How to Alienate Your Players

How to Alienate Your Players

After reading Ten Secure Ways to Screw a Pen and Paper RPG Session, Richard, a fellow GM and good friend suggested that someone find an article for GM’s on how to alienate players.  This is my attempt at providing such a guide.  All of the cases below are real experiences that I have had as a player.  Hopefully we’ll all learn what not to do as a GM from these examples.

Provide a Hostile Environment

10) Host your game at a house without a working toilet or running water.

Bathroom breaks are for suckers!  No, you can’t have a glass of water, that would lead to the unnecessary aforementioned bathroom break.

9) Keep your house a filthy, disgusting mess.

Your players shouldn’t care if your cat is in the corner, playing with a dead mouse in a heap of trash.
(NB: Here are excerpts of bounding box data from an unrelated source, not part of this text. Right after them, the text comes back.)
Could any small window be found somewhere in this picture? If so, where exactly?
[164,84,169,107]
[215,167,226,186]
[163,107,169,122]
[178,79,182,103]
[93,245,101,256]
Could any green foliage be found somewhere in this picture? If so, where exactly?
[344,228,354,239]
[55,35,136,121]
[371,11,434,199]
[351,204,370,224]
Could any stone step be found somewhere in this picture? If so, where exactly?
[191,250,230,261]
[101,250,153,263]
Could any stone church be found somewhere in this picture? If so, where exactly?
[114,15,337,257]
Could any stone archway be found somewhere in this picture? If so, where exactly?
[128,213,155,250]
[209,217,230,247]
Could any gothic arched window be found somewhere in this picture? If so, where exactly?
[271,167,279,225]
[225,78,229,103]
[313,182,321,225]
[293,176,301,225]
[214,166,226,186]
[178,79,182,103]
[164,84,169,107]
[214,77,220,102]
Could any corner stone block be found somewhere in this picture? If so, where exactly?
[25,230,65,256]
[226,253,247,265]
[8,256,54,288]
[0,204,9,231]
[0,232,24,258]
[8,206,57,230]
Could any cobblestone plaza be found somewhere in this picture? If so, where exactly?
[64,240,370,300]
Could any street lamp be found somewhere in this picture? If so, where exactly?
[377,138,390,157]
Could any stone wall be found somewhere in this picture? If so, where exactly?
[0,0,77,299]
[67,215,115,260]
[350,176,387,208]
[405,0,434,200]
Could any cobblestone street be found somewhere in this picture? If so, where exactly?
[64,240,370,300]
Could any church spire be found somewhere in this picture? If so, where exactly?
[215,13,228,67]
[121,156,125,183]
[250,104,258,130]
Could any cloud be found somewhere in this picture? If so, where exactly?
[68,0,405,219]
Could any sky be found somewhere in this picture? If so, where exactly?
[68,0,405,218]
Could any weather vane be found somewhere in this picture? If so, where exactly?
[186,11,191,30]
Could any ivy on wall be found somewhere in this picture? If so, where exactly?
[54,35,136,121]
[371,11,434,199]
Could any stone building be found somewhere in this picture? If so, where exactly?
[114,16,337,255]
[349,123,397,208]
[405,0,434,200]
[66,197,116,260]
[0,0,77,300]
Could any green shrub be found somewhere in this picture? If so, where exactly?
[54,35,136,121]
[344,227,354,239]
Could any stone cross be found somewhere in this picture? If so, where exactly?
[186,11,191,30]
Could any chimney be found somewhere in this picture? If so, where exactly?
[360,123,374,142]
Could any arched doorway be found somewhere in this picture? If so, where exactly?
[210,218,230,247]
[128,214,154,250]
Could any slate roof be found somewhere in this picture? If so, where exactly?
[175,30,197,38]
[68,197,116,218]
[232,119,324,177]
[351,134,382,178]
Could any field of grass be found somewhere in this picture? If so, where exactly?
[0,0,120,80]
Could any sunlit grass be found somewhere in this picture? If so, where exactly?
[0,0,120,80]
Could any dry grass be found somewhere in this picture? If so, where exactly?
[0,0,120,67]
Those cockroaches crawling around your sticky dining room table add ambiance.  If they can’t handle a little mess, gaming must not be very important to them.

Stick to Your Vision

8) Railroad the hell out of your players.

The story that you have painstakingly mapped out in excruciating detail must be played out exactly as you envisioned it.  If the players find a loophole that allows them a glimmer of hope for freedom, squash it.  You can’t have them going off god-knows-where and doing god-knows-what.  Stick with the script!

7) Ignore the dice rolls.

While trying to railroad your players (see #8 above), if a player tries to do something that is not in your plans, make them roll a dice to see if their character can pull off that action.  Then overrule the dice roll.  “Yes, you critically succeeded on your dice roll.  Your character ALMOST makes it over the fence.”  “Yes, you critically failed while swimming across the lake.  You barely make it across the choppy water, but don’t drown.”

6) Deny your players’ requests, always!

It doesn’t matter if every single player at your table agrees that you need to make a change in your campaign, your house rules or general attitude.  Ignore them and deny their requests.  “No we can’t have more combat” “No, you must lose experience points when you die” “No you can’t have a mentor”.  Learn to say “NO” every time they ask you something, no matter how reasonable.

Keep Them in the Dark

5) Schedule your games at your convenience.

Don’t bother using a regular, repeating schedule.  Keep things random.  Make sure to let your players know about game date and time changes at the last possible minute.  This will keep them on their toes.  While you’re at being inconsistent in your scheduling, change your location for the heck of it as well.

4) Don’t bother communicating with them.

Your players will whine that they never get an email, phone call, voicemail, tweet, or face book notification when you’ve changed your plans (see #5 above).  By denying them the crucial information they seek, you are helping them develop their telepathic and precognitive skills.

Make Sure No One Else Has Fun

3) Don’t remove the problem player.

Consider it a learning experience for the problem player.  It may take years, but they’ll eventually catch on and improve their game.  Don’t bother explaining to the player what they are doing that is disruptive and ruining the other players’ fun though.  They have to figure it out on their own or they’ll never learn.

2) Play to Win

Show the player characters no mercy.  Then rub it in the players’ faces when your uber NPC’s and Antagonists win every single conflict and combat scenario.  You’re the Game Master because you’re the best at creating munchkin twink characters, right?

1) Run the game for your own amusement.

Who cares if your players are having fun.  You’re here to project your vision onto a captive audience.  Ignore the yawns, bored stares and dice juggling of your unenthusiastic players.  If they don’t get why your campaign is awesome, then they’re idiots.